In the above-described embodiment, the imaging signal of the video camera is recorded as a digital video signal.
A video signal supplied from another video device such as a VTR may be recorded for one frame or one field.

Furthermore, the present invention is not limited to the above-described embodiment, and it goes without saying that various other configurations can be adopted without departing from the gist of the present invention.

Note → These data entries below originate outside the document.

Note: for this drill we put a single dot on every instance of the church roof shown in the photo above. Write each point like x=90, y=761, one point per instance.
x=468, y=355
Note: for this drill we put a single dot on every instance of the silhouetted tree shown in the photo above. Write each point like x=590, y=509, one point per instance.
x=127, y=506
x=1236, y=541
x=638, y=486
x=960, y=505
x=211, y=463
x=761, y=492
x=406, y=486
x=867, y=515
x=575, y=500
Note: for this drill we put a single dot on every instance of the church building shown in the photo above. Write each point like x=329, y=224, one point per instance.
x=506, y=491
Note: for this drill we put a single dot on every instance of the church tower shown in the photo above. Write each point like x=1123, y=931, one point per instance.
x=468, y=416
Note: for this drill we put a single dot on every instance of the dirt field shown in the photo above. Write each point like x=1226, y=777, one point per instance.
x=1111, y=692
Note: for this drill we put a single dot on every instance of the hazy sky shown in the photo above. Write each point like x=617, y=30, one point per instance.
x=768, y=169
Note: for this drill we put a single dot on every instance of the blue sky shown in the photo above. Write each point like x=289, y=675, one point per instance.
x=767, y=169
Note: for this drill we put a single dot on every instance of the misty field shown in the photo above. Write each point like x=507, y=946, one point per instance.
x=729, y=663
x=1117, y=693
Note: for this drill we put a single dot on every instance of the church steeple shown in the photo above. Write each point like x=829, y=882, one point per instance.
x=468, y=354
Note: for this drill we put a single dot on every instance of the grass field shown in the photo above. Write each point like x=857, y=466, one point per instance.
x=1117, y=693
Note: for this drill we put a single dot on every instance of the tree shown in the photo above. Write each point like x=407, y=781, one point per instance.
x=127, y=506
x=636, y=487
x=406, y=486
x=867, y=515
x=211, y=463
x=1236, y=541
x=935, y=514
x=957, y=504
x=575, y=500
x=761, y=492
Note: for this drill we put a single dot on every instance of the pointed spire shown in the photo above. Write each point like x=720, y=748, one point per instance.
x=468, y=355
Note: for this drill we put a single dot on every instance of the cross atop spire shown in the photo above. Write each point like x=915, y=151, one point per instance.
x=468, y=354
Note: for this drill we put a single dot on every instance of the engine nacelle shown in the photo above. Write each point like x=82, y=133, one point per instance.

H Advantageous Effects of the Invention According to the present invention, when high-speed search of still image data is performed, even if only a part of the section is reproduced, the recorded data is divided almost equally. The data of each part constituting one still image can be obtained almost equally, and the approximate contents of the still image can be grasped by the interpolation processing of the data of each part. Will be

[Brief description of the drawings]

FIG. 1 is a block diagram showing one embodiment of the present invention, FIG. 2 is an explanatory diagram showing an example of an imager of one embodiment, FIG. 3 is an explanatory diagram showing a recording block of one embodiment, and FIG. FIG. 5 is a flowchart for performing shuffling in one embodiment, FIG. 5 is an explanatory diagram showing a shuffling state, FIG. 6 is a configuration diagram showing an interpolation filter in one embodiment, and FIG. FIG. 8 is an explanatory diagram showing a recording track according to an embodiment, FIGS. 9 and 10 are explanatory diagrams showing an 8 mm video standard, and FIG. 11 is a recording according to a modification of the embodiment. FIG. 12 is an explanatory diagram showing a state, and FIG. 12 is an explanatory diagram showing a reproduction locus at the time of a search. (1) is a CCD imager, (4) and (5) are analog-to-digital converters, (6) and (7) are imaging signal processing circuits, (25) is a digital data processing circuit, and (31) is a bit reduction circuit. , (32) is a frame memory, (34) is a serial / parallel conversion circuit, (35), (36) and (3)
7) is a digital / analog converter, and (43) is an interpolation filter.

Claims (2)

(57) [Claims] 1. A video signal recording apparatus for recording one still image data over a plurality of areas of a recording medium, wherein one still image data is stored in a block unit consisting of a predetermined plurality of adjacent pixels. While dividing the image data into a plurality, the pixel data in each of the divided blocks is
A video signal recording apparatus in which a still image data is recorded in a plurality of areas where one still image data is recorded in a substantially evenly distributed manner. 2. A video signal reproducing apparatus for reproducing one still image data recorded over a plurality of areas of a recording medium, wherein the one still image data is a plurality of still image data. One piece of still image data is divided into a plurality of blocks in units of adjacent pixels, and pixel data in each of the divided blocks is
In a video signal reproducing apparatus that reproduces from a recording medium in which a single piece of still image data is recorded almost uniformly distributed in a plurality of areas where one still image data is recorded, when performing a high-speed reproduction faster than a normal reproduction speed from the recording medium A video signal reproducing apparatus which supplies still image data reproduced from the recording medium to an interpolation filter to interpolate missing pixel data in a block.